As human users adapt technology and change its underlying protocols, leading to variations in and the selection of the program itself, it can be considered that the human and the technical artifact are engaged in co-evolution. It is precisely this co-evolutionary dynamic that leads to our own tendency to become technically dependent via cognitive extension.

4. Tentative Conclusions

So far, we have argued that merely using a smartphone with a mobile phone map fulfills the conditions for the Extended Mind, and thus achieves cognition integration with technology. While the whole argument has been made elsewhere [11], it can be seen that achieving cognitive integration is both more common and more difficult than simply sticking a wire or chip into a skull. First, cognitive integration in terms of the Extended Mind only holds under certain limited conditions, and these conditions are actually problem-specific. While a notebook might be good enough for Otto in navigating to a museum, it would not be robust enough to use in real time to escape from a sabre-tooth tiger or a drone strike. Yet the open question for the future is whether or not the co-evolution of technology that led to smartphones being robust, portable, adaptive, and dove-tailed will continue, such that a latency reduction—and thus a physical merger—between us and our technical machines will become somehow predestined, just like the singularity [3], the law of neo-dialectical materialism related to AI.
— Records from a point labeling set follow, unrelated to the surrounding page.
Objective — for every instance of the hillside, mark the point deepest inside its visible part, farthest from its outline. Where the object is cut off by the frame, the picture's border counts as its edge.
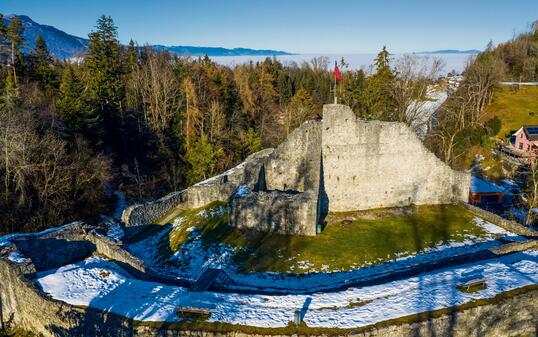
(63, 45)
(60, 44)
(514, 108)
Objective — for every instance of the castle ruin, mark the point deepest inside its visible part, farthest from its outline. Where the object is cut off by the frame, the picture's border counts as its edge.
(338, 164)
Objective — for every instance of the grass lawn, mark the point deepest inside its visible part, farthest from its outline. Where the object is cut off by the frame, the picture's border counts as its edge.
(349, 240)
(514, 108)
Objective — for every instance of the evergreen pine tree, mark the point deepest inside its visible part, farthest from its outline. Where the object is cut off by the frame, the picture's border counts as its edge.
(104, 75)
(3, 42)
(378, 98)
(203, 159)
(41, 65)
(14, 33)
(76, 113)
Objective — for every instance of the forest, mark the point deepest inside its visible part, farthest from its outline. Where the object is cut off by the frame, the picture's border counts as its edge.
(144, 122)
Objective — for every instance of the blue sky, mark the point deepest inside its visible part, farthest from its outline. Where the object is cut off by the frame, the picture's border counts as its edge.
(301, 26)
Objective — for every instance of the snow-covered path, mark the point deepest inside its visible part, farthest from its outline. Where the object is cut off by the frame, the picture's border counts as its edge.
(103, 284)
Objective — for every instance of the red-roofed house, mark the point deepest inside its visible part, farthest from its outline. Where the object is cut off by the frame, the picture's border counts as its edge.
(526, 139)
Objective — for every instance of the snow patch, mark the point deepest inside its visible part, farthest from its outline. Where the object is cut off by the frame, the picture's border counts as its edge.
(102, 284)
(17, 257)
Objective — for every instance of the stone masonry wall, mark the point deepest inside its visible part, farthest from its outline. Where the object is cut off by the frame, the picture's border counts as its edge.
(382, 164)
(347, 163)
(285, 199)
(218, 188)
(35, 311)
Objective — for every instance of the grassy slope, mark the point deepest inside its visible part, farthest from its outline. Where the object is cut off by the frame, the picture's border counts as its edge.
(371, 239)
(514, 108)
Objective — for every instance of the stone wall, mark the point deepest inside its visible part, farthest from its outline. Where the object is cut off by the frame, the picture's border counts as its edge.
(285, 199)
(513, 315)
(218, 188)
(278, 212)
(382, 164)
(343, 163)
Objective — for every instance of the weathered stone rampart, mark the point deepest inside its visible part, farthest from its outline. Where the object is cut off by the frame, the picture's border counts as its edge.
(382, 164)
(218, 188)
(285, 199)
(510, 315)
(340, 163)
What is under-appreciated is that much internet technology has been guided more or less explicitly by some variation of Licklider’s vision of Man–Computer Symbiosis, and that this process has been selected by both intentional (in the case of ARPA funding the internet) and unintentional (the commercial success of the web) factors. Licklider’s ARPA funding made computing via the internet more robust and portable by eliminating distances in time and space, while Engelbart and Berners-Lee evolved the internet from teletype terminals connected to time-sharing machines into augmented and dove-tailed cognitive technology, such as smartphones. For the argument outlined here to be complete, the most important task in future will be to outline the historical argument for co-evolution in detail. The mind is no longer “in the head” of intelligent individuals, but is ultimately better conceived as a co-evolving, and historically contingent, collective intelligence.